DEV Community

Ultra Dune
Ultra Dune

Posted on

EVAL #005: GPU Cloud Showdown — Lambda Labs vs CoreWeave vs RunPod vs Vast.ai vs Modal vs AWS/GCP/Azure

EVAL #005: GPU Cloud Showdown — Lambda Labs vs CoreWeave vs RunPod vs Vast.ai vs Modal vs AWS/GCP/Azure

By Ultra Dune | March 2026


You need GPUs. You needed them yesterday. And the market is a mess.

Between NVIDIA's supply constraints, the explosion of foundation model training, and every startup pivoting to "AI-native," GPU compute has become the most contested resource in tech. The problem isn't just availability — it's the sheer confusion of options. There are now roughly two dozen GPU cloud providers, each with wildly different pricing models, GPU generations, billing granularity, and developer experience.

We spent the last three weeks benchmarking, price-comparing, and stress-testing six categories of GPU cloud: the AI-native specialists (Lambda Labs, CoreWeave), the marketplace/community plays (RunPod, Vast.ai), the serverless-first platform (Modal), and the hyperscalers (AWS, GCP, Azure). This is the no-BS breakdown.

If you're spending more than $500/month on GPU compute — or about to start — this issue will save you real money and real headaches.


The Comparison Table

Prices shown are on-demand per GPU-hour for the most common training GPU (H100 80GB SXM) unless noted. Prices fluctuate; these reflect March 2026 averages.

Provider H100 80GB $/hr A100 80GB $/hr H200 $/hr Min Billing Multi-node Persistent Storage API/CLI
Lambda Labs $2.49 $1.29 $3.49 1 hr Yes (8x) Yes (NFS) CLI + API
CoreWeave $2.23 $1.02 $3.19 10 min Yes (256+) Yes (block + NFS) K8s native
RunPod $2.39 $1.09 $3.29 1 min Yes (8x) Yes (network vol) CLI + API
Vast.ai $1.40–2.10* $0.70–1.05* $2.20–3.00* 1 min Limited Yes (local) CLI + API
Modal $2.89 $1.38 1 sec No Ephemeral (volumes) Python SDK
AWS (p5) $3.22 $1.64 $3.89 1 sec Yes (EFA) Yes (EBS/EFS) Full SDK
GCP (a3) $3.06 $1.54 $3.69 1 min Yes (GPUDirect) Yes (PD/Filestore) Full SDK
Azure (ND) $3.19 $1.59 $3.79 1 min Yes (IB) Yes (managed disk) Full SDK

*Vast.ai prices vary by host — shown as typical range. Community GPUs can go lower but reliability varies.

Reserved/committed pricing can cut these by 30–60% across all providers.


Per-Provider Analysis

Lambda Labs — The Developer's Default

Lambda built its reputation on simplicity. You sign up, you get a VM with GPUs, PyTorch is pre-installed, and you SSH in. That's it. No Kubernetes expertise required, no IAM policy nightmares, no 47-click console workflow.

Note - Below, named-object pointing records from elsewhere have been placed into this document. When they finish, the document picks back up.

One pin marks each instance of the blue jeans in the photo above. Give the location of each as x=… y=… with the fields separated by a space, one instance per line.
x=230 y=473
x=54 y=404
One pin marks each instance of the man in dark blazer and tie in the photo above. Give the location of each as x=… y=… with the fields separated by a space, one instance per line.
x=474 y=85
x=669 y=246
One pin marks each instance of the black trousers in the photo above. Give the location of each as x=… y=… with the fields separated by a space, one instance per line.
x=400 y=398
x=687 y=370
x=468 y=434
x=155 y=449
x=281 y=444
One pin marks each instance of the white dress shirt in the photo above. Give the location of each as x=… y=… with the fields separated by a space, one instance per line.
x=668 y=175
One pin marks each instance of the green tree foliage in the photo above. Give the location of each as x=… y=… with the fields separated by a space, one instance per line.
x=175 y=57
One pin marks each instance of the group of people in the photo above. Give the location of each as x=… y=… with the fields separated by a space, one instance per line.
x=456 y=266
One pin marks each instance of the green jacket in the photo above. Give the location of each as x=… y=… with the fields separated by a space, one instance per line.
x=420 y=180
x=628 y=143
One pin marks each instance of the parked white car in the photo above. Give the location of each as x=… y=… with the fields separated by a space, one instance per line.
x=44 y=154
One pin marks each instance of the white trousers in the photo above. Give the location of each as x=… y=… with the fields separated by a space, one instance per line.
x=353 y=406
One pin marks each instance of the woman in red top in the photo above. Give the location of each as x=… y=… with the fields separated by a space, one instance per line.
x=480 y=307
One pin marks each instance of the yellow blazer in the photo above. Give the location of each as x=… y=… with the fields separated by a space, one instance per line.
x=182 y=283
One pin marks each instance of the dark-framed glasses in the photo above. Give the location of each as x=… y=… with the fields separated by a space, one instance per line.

What's good: Fastest time-to-GPU in the industry. Their on-demand H100 clusters are genuinely available most of the time now (a huge improvement over 2024's waitlists). The 1-Click Clusters feature for multi-node training actually works — InfiniBand networking, NCCL optimized, ready to go. Their persistent storage via NFS is simple and reasonably priced at $0.10/GB/month.

What's not: Pricing is mid-range, not cheap. No spot/preemptible instances. Region selection is limited (mostly US). The platform is intentionally bare-bones — if you want autoscaling, load balancers, or managed Kubernetes, look elsewhere. Minimum 1-hour billing stings for quick experiments.

Best for: Individual researchers, small teams doing fine-tuning and training runs. People who value simplicity over features.

CoreWeave — The Serious Training Infrastructure

CoreWeave is where you go when you need 64+ GPUs and you know what you're doing. Built on Kubernetes from the ground up, they offer the most infrastructure-grade GPU cloud outside the hyperscalers — arguably better than the hyperscalers for pure GPU workloads.

What's good: Best price-to-performance ratio for large-scale training. InfiniBand networking across massive clusters (they run some of the largest H100 clusters commercially available). Kubernetes-native means you get all the orchestration tooling you already know. 10-minute minimum billing is fair. Their reserved pricing (1-year commit) drops H100s to ~$1.45/hr — hard to beat. Virtual server and bare-metal options. They now have solid H200 availability.

What's not: The learning curve is real. If you're not comfortable with Kubernetes, Helm charts, and persistent volume claims, you'll struggle. Onboarding requires approval and can take days. Documentation has improved but still has gaps. Not great for quick one-off experiments.

Best for: Funded startups and companies doing serious pre-training and large-scale fine-tuning. Teams with DevOps/MLOps capability.

RunPod — The Versatile Middle Ground

RunPod has quietly become one of the best all-around GPU clouds. They offer both "GPU Pods" (persistent VMs) and "Serverless" (pay-per-second inference endpoints), covering the full spectrum from training to deployment.

What's good: Per-minute billing keeps costs tight. The template system is excellent — spin up a pod with your exact environment in seconds. Serverless GPU for inference is genuinely competitive with dedicated endpoints at lower traffic. Community Cloud option gives access to cheaper GPUs (like Vast.ai but curated). Their Spot instances save 30–50%. Good GPU variety: everything from RTX 4090s ($0.44/hr) to H100s. Network volumes let you persist data across pods.

What's not: Multi-node training is limited to 8-GPU nodes; no InfiniBand across nodes. Networking bandwidth between pods isn't great. Uptime SLAs are weaker than CoreWeave or hyperscalers. Support can be slow on lower tiers.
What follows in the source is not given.